In our series, a technique of partial resection of the lipoma was used. Recently Pang et al. compared the postoperative neurological deterioration in a historical group with partial resection and a more recent total resection group with the use of IONM. The neuro-urologic complication rate appeared to be similar in both groups, 4.2% and 5.2%, respectively [20, 21]. The postoperative results in our series are at least comparable to these figures.
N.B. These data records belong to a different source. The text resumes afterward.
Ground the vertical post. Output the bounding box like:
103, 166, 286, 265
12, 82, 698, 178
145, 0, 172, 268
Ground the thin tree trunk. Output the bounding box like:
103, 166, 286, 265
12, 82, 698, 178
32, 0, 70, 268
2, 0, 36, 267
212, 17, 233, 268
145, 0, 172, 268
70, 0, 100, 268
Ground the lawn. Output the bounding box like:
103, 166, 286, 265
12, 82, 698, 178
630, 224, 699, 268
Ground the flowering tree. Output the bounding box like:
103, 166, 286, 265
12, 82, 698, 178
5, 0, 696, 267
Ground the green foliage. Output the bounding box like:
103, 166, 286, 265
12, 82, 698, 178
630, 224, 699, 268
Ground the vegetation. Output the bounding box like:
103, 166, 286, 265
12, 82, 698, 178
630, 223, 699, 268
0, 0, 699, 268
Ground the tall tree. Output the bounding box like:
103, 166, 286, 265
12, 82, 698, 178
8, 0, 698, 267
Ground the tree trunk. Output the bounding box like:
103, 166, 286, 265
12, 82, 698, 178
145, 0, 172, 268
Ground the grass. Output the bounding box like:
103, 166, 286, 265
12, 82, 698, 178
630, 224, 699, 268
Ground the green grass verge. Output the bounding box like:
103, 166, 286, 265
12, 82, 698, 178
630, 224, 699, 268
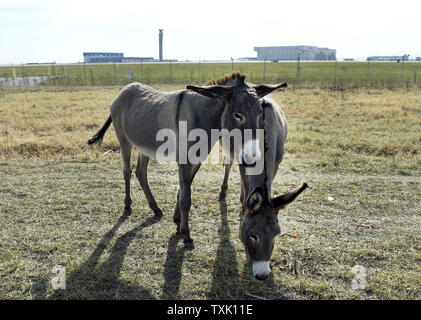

Pain can effectively be treated as a symptom of TCS especially in adult patients [3]. The improvement of pain directly postoperatively in 36% of all symptomatic pain patients corroborates this in our series. Only one patient deteriorated progressively after surgery. This patient had a lipoma and was aged 60 years old. The patient had suffered from progressive neurological and urological deterioration before surgery. Peroperatively only a partial resection of the lipoma with a partial detethering could be accomplished. This partial detethering might have resulted in increased strain and tension in the caudal nerve roots with the subsequent increase in pain. In this case, the technique of total resection of the lipoma, as proposed by Pang, might have resulted in a better outcome.

Follow-up

Remarkably 20% (13 patients) of the patients improved during follow-up. This included four patients with neurological improvement and six with urological improvement, both not only confirmed by questionnaire but also by physical neurological exam and video urodynamics. A majority of these patients belonged to the HRG (10/13). At maximum follow-up, six patients had deteriorated. Of these six patients, four belonged to the HRG. No neurological deterioration had occurred in the HRG. The overall deterioration was less than expected for the HRG. The absence of neurological deterioration may imply that no retethering has occurred and lasting effective detethering has been achieved in this technically challenging group. Although our FU is relatively short and our series is small, our results indicate the maintenance of neurological function. This promising outcome may be related to a beneficial contribution of IONM in spite of the partial resection of the lipoma. Maximal detethering may protect the patient for recurrent symptoms. The prophylactic group did not show any neurological deterioration during follow-up (seven HRG/eight nHRG). Pang et al. identified in his series the young asymptomatic patients to benefit most of radical resection. One should strive for a large cord sack ration in these patients. In our much smaller series, we focused on maximal detethering without maximal resection of the lipoma. This strategy appears also to be effective.

Conclusions

  • IONM is technically feasible in all our patients. Concerning safety, there was a stable or improved neurological score in 64 out of 65 patients. No neurological or urological deterioration occurred in our HRG (n = 40), while the follow-up of this group showed stable or improved neurology scores.

  • Standard use of IONM should be considered in TCS surgery in order to improve safety.

  • A potential positive effect of IONM on the efficacy of surgery might be present.